Scientists continue to look for new propulsion methods. One possibility is an electrodynamic tether. NASA tested a Tethered Satellite System in 1995 and 1996. This system was developed with the Italian Space Agency(ASI). In a tether test, a wire moves through a magnetic field and makes electric current. It may be used to propel spacecraft and to power electrical requirements.

Flight Aids

There are several steps scientists can take to make rockets work better. One is the launch site. If you launch close to the equator in an easterly direction, it is easier to lift-off. This is because you can use the Earth’s easterly rotation(centrifugal force) to help you escape gravity. The European Space Agency(ESA) currently launches from the Guiana Space Center in the northern part of South America, only 5 degrees latitude above the equator. ESA reports that this launch location allows them to increase payloads 15 to 20 % over what NASA can do from its Cape Canaveral site.

A slingshot orbit is an important help in planning long-term missions. This orbit saves fuel. The spacecraft flies close to a planet and is pulled closer by the planet’s gravity.

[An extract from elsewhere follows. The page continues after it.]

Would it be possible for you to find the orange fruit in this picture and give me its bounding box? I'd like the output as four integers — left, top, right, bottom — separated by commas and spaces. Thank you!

This close swingby causes the craft to speed up and curve in a different direction. Some missions use many swingbys to help the craft. For example, Cassini, a current mission to study Saturn and its moons, plans four swingbys. Venus (twice), Earth, and Jupiter will serve as planets that will be used to help speed Cassini on its way.

Rockets have been an interesting part of our lives for hundreds of years and will continue to help our exploration of space.